In short, they’re now my decorating jeans. For wearing outside the house, they had to be replaced some time ago, even at the cost of another fiver. (It’s a good five years since I stopped paying proper money for jeans. Not having a permanent job will do that.) On that occasion Dunne’s Stores came up with a bit of a curate’s egg: a pair of jeans whose cloth is a pleasure to behold in both weight and texture, but whose cut features a high waist and what I believe professional tailors refer to as a huge baggy arse. I tried to persuade myself I’d get used to the style, but it was no good – I had to haul the waistband up to my navel, which left me feeling as if I was auditioning for the Drifters.
So it was back to the mostly-reliable Dunne’s Stores, where a “20% off” promotion gave me a third pair of jeans for a mere £3.20. (I know, but I wasn’t going to argue.) The cloth isn’t as nice this time round, but at least the waist is where it ought to be. The cut of this pair does have one disconcerting feature, though: the leg’s got a slight flare.
I haven’t worn flares since 1977. For the benefit of readers who don’t immediately understand that statement (I know that some will), 1977 was when everything changed: music changed (both what it sounded like and who could make it); politics changed (what mattered and who could say so); and, perhaps most enduringly, trousers changed. Robert Elms said once that punk was first and foremost a trouser revolution, and I have to admit that the slimy little soulboy has a point. I was wearing flares in 1972 (and the kids I looked up to were wearing big flares). I was wearing flares in 1975; at my sister’s wedding in that year I wore a brushed denim suit with aircraft-carrier lapels and, yes, big flares. I was forcibly reminded of that suit this summer – the evidence is preserved in my sister’s wedding photographs, a set of which we found when we were sorting out my mother’s things. (Not visible in the picture is a pair of fudge-brown platform shoes with chocolate-brown piping, of which I was enormously proud. Those were different times.)

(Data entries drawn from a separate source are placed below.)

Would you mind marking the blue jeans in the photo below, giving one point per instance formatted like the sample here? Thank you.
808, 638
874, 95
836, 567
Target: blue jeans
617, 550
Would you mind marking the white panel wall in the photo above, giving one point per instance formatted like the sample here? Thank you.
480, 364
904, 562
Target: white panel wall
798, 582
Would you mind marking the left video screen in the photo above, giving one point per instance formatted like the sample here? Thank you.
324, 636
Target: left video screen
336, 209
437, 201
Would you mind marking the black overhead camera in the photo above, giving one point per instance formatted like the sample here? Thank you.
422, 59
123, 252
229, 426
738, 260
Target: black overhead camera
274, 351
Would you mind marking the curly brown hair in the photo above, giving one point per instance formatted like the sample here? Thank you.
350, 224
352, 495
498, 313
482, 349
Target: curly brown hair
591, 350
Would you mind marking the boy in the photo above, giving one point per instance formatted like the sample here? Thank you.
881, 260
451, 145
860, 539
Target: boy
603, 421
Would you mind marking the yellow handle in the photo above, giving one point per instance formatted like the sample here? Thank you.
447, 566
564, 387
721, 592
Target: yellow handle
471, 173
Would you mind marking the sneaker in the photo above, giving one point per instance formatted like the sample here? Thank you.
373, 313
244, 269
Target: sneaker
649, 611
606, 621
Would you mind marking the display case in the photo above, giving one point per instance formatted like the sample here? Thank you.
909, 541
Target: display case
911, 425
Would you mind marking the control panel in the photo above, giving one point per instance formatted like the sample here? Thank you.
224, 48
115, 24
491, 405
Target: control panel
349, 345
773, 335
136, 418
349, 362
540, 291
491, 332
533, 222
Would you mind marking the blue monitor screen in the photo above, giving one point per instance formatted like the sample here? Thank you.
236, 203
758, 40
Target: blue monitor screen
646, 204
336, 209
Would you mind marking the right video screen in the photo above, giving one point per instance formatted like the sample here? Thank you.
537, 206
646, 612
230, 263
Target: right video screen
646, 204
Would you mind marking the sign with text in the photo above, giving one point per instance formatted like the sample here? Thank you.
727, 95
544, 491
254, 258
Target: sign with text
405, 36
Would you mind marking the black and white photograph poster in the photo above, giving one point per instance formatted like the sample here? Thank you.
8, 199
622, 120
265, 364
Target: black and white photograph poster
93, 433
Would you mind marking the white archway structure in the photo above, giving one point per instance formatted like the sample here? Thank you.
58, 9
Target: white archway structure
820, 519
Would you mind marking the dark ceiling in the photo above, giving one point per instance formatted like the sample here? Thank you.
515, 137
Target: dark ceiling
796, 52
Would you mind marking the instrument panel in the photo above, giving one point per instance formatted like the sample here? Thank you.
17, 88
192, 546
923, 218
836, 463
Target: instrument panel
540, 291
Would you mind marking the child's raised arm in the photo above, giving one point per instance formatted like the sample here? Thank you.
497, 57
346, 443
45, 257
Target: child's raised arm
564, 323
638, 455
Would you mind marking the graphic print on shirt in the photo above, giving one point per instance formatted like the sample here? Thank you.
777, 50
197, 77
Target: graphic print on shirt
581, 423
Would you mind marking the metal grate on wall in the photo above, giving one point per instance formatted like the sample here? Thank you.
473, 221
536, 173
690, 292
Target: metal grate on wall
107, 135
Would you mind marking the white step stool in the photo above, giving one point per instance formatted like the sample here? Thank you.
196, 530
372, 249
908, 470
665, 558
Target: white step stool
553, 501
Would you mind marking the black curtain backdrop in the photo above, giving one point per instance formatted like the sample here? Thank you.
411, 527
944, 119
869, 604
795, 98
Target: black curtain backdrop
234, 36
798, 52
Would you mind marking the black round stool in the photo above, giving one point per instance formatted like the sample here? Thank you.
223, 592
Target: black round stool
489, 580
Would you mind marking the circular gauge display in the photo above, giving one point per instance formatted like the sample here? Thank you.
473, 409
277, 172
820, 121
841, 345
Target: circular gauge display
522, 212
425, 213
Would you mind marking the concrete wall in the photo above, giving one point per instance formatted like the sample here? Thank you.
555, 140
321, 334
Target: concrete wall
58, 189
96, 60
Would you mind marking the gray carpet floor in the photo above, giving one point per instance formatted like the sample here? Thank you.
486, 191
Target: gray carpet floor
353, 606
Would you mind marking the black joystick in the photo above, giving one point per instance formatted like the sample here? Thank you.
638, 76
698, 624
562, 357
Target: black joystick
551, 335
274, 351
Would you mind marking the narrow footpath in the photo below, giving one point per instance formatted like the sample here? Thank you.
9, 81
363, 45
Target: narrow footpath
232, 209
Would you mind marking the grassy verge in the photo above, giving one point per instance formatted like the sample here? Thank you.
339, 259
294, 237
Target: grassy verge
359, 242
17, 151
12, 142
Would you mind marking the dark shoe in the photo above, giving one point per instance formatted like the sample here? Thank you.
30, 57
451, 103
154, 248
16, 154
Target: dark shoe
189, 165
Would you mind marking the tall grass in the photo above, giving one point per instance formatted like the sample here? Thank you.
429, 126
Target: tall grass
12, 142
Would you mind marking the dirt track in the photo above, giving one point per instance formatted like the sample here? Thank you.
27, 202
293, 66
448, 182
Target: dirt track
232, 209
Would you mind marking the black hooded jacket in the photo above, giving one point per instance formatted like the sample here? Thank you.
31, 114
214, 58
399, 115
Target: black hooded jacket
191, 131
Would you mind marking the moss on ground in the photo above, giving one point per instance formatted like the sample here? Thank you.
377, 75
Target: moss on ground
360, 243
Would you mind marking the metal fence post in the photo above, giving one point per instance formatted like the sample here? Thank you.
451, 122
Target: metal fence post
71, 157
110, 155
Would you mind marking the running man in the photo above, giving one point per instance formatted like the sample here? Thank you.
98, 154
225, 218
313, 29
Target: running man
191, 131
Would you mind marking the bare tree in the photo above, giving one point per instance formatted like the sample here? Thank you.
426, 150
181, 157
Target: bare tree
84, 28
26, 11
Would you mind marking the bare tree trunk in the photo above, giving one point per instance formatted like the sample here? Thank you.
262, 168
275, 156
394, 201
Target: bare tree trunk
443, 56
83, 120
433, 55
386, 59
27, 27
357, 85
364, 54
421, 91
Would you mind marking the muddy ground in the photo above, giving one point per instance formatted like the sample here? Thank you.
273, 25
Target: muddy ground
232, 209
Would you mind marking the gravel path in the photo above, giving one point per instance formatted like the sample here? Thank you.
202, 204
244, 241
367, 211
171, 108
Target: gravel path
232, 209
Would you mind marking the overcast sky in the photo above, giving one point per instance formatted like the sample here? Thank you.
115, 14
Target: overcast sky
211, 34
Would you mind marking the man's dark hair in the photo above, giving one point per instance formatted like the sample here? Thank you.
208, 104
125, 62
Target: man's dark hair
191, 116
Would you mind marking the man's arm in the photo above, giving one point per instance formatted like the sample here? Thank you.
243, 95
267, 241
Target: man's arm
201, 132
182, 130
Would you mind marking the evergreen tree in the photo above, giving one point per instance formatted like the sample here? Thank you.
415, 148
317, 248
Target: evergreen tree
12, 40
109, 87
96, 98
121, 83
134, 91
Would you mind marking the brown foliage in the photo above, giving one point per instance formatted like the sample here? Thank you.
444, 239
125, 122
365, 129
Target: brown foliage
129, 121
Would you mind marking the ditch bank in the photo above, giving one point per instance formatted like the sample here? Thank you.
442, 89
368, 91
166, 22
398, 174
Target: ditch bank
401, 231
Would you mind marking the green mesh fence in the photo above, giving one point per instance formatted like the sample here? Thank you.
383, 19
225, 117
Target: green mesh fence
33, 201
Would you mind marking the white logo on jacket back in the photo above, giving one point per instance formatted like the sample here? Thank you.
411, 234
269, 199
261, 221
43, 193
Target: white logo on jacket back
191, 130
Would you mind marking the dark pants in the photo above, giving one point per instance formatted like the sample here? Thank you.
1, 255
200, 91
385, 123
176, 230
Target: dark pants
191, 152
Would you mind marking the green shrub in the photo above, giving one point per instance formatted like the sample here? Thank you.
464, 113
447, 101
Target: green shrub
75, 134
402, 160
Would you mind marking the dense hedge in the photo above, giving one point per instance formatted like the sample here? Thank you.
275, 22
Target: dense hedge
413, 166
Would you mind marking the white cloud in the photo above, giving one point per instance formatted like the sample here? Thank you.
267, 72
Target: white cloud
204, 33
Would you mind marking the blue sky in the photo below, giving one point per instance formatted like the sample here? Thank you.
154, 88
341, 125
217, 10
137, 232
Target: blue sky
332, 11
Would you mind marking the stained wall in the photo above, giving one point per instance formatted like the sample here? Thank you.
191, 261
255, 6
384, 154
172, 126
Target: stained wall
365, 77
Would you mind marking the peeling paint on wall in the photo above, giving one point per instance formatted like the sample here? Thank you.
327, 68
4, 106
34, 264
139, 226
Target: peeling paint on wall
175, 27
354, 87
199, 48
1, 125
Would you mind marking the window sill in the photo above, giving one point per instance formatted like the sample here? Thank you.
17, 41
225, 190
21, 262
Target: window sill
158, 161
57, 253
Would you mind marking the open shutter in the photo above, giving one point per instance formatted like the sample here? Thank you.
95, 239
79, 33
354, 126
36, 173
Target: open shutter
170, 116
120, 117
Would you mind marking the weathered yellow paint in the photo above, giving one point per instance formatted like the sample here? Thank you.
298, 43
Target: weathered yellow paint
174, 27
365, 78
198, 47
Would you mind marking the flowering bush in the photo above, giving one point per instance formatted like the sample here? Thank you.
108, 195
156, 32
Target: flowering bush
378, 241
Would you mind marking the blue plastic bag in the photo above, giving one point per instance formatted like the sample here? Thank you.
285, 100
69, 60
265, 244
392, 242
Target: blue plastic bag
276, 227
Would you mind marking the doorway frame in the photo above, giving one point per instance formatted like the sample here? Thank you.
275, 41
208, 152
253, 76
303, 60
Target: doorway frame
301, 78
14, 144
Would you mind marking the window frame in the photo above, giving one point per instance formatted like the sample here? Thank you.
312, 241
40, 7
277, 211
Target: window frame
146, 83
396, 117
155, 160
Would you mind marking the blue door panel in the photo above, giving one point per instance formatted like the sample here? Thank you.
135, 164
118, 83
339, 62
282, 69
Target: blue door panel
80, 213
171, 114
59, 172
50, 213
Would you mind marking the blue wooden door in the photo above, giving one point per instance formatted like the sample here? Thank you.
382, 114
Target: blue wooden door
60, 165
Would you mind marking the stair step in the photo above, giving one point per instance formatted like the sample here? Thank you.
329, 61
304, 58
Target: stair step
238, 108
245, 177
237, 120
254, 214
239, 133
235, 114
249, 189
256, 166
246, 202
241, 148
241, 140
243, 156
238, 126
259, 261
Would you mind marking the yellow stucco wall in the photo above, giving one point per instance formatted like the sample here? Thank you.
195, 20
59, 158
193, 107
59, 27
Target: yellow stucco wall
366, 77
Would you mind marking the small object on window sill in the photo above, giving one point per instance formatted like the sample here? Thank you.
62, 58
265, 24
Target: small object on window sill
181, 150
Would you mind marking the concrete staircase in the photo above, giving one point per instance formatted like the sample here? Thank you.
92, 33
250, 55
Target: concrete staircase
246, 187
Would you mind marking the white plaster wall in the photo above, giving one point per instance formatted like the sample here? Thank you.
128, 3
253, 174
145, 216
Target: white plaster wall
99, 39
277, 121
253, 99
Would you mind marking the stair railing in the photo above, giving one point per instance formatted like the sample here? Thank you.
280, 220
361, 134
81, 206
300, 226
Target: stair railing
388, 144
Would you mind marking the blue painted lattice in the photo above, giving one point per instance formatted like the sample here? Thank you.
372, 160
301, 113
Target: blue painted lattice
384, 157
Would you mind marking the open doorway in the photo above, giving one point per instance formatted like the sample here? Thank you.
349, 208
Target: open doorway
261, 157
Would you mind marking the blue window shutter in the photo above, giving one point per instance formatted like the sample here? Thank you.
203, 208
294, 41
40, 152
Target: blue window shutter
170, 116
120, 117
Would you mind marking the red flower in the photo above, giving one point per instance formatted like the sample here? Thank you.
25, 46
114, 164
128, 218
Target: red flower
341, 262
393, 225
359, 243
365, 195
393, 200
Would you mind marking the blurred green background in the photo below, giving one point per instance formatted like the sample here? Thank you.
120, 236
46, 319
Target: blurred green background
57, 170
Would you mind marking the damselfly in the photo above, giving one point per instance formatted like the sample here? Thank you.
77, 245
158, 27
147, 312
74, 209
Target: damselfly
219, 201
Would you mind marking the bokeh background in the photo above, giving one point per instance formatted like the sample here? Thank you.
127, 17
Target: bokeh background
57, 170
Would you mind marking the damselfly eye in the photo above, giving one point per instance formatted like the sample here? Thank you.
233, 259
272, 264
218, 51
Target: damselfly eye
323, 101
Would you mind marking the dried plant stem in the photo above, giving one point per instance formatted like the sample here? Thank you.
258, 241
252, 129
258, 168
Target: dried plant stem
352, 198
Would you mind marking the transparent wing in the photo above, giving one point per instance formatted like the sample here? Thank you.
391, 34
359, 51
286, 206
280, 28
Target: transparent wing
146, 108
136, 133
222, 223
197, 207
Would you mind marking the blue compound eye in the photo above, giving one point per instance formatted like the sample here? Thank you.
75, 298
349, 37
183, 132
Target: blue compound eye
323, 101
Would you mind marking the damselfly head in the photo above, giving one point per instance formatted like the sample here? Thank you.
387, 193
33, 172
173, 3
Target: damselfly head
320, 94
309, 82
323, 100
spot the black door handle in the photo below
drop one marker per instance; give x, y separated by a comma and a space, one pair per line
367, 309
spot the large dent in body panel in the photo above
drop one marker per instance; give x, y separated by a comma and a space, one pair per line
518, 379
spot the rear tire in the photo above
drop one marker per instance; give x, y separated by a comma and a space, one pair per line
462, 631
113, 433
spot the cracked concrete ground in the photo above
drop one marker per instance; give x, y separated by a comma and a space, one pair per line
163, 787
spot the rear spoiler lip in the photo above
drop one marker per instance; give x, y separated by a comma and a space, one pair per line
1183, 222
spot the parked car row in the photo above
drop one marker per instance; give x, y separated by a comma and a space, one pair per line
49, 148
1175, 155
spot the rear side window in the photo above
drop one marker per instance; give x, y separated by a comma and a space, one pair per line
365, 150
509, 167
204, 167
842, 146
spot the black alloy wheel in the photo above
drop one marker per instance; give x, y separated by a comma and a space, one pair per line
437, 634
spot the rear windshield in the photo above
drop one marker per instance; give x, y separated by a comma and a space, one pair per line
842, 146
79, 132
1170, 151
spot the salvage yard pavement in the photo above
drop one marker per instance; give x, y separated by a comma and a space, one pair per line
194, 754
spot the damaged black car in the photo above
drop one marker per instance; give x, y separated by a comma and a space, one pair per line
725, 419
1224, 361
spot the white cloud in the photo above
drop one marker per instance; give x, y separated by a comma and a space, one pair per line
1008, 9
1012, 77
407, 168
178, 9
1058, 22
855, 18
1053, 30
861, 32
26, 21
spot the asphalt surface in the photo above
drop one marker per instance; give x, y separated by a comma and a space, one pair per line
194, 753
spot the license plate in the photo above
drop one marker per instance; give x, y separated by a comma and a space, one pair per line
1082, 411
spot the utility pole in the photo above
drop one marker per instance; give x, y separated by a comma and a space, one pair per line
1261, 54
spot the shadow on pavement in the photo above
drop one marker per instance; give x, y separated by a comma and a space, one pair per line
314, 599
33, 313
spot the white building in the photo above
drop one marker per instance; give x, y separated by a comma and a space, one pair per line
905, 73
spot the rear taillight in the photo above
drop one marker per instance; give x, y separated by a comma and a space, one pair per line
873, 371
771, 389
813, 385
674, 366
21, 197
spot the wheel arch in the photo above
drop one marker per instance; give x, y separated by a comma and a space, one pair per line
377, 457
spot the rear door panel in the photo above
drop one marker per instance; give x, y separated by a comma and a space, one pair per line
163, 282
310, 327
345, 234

Come 1977, I was still wearing flares – at least at the beginning of the year. And, if you were around at the time, so were you. The flares, the wide lapels, even the platform soles became mainstream after a while; the soberest ‘business suit’ would have broad lapels and a discreet flare. One of the less obvious changes made by punk was to banish the flare and return jacket lapels to their previous modest, Graham Parker-ish proportions. Punk, in short, didn’t just change what the kids wore; it changed what the next generation of kids wore, and even what the kids’ parents wore. By 1979, if you were wearing flares, you were by definition still wearing flares. It’s hard to imagine any subsequent wave of musical fashion – the cocktails and zoot suits of the early 1980s, say, or the tatty jeans and lumberjack shirts of grunge – having effects as far-reaching as this.
The 1970s, it seems to me, really were different times. Looking through my mother’s old photographs – and there were plenty of them; even the ones taken by my father go back to 1950 – I was suddenly struck by how different the clothes didn’t look. Show me a flared trouserleg and an acre of lapel, and I immediately know we’re in the early 1970s – but where were the blatantly obvious fashion statements which signalled the 1960s, the 1950s, even the 1980s? Before and after the 1970s, people just seemed to be wearing stuff.
There’s a school of fashion writing, associated in particular with men’s tailoring, which I find unutterably boring; I just don’t understand how Elms (among many others) can get excited about the presence of four cuff-buttons instead of three, or about a chalk stripe being 1/12th of an inch across instead of 1/16th. A set of those tiny differences adds up to a whole different style, I realise that – and consequently much of the history of fashion is ultimately about these tiny differences. I realise that, but it doesn’t move me. Why should I choose between white and pale blue when I’d rather choose turquoise? Why should I agonise over switching from dove-grey to battleship-grey, when I could be wearing jet black with a purple lining? And if I couldn’t, why not?
The history of counter-cultural fashion (hippie, punk, goth) is the history of sweeping challenges like these, just as the history of mainstream fashion isn’t. Perhaps what happened in the 1970s – something that may never have happened before or since – was that the boldness of a particular counter-cultural fashion went so unchallenged for so long that it actually permeated the mainstream. (It’s only a shame it had to be that particular fashion.)
Or perhaps I’m just more conscious of fashions that were around when I was a teenager.